Whatever process a, b_ or £ is chosen, the image given by the microscope is then photographed by a camera, the photo being transmitted in computer memory in the form of a rectangle cut out by 512 lines and 512 columns, 'or 262,144 points or pixels. The depth of each point, ie the amount of light received, is represented by a number or "bit". In the present case, six bits are used, that is to say 64 levels, the zero corresponding to black and the 63 to white. The images, being lighted objects, stand out against a black background (with parasites caught). At the start of an analysis operation, the minimum illumination value (threshold) is set thereon from which a point will be counted as an object element. This "thresholding" being fixed, we pass to the phase "contour", that is to say the determination of the perimeter of each object, and we list all the objects in a table, in which, according to the coordinates of each perimeter , we determine-25 mine a certain number of parameters, such as the "greatest length", as well as a "form factor", which, starting from the circle, taken arbitrarily for = 1, leads to separate objects "long" objects "round". The only objects of interest are then sorted in the table according to the parameters chosen, 30 and the results are finally treated statistically, for each drop and for all the drops. In the present case, the analysis of a drop represents a second and a half, with an accepted percentage of error of 5 Z. These values are to be compared with the durations, and with the margin of error allowed up to now. , and they result from the complete automation of operations.

Example 2: Analysis of the blood.

The application of the method of the invention makes it possible in this case not only to assess quickly and precisely the 40 cells proper, that is to say the red blood cells and '*. 6 white blood cells, but also to automatically detect and count the parasites they contain, which had never been the subject of such an operation previously because of their very small size. Thus, for example, thanks to the invention, it is now possible to carry out the search and automatic counting of malaria parasites whose dimension is of the order of 2 microns.

More specifically, the analysis of the blood by the method according to the invention is carried out by following the following process: First, the deposition on the support is carried out continuously and automatically by spraying or blowing. This represents an improvement over previous techniques where each drop of blood was crushed between a support and a glass plate, which destroyed or damaged the cells.

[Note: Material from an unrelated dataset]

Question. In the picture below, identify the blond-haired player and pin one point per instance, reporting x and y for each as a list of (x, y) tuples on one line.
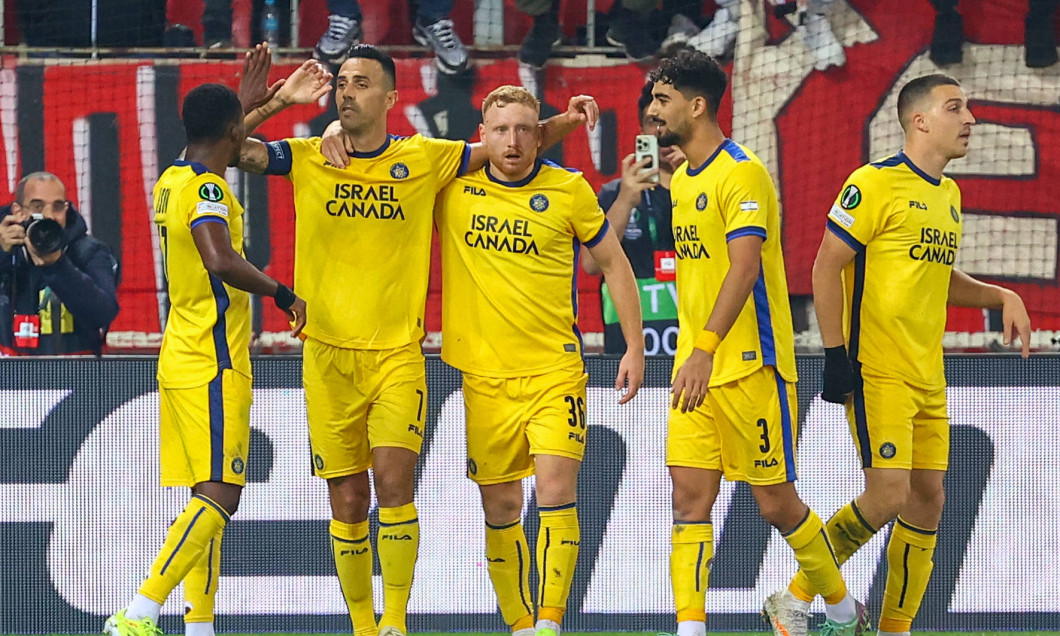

The acridine orange staining phase at pH 6 results in a differentiation between the red blood cells which, being nucleus-free, contain no RNA or DNA and therefore remain uncoloured, whereas, on the contrary, the white blood cells, being 20 living, contain a nucleus and various inclusions, which will take different colors (DNA for the nucleus, RNA for the inclusions).

On the other hand, in the case of the presence of blood parasites inside a red blood cell, these parasites will be highlighted by staining because they contain DNA and RNA.

Image analysis is carried out in accordance with the general techniques mentioned above, but taking into account the complexity of the "objects".

30 Indeed, if the white, colored globules are well known and easy to identify and count, from their outline, one finds, inside this outside outline, one or more inside contours, constituting nuclei, inside of which, one can still detect other constituents.

35 It then becomes possible, depending on the number of objects thus detected, to identify and count different types of polynuclear constituents.

It is the same for the parasites of red blood cells, which represents a great originality of the present process. 40 Thus, for example, the malaria parasite is in the form of an open ring (RNA) carrying at its two ends growths or catkins (DNA), which, despite their very * small dimensions (2 microns) allows for the first time their automatic and continuous counting in the without subject to analysis.

5 The applications of this new process, which were mentioned at the beginning, are in fact practically limitless, and in particular go beyond the simple counting of particles in a liquid. Thus we can consider the application to sorting and counting surface defects in solid materials.

The adaptation of this process to such and other applications will be the subject of future additives to this patent.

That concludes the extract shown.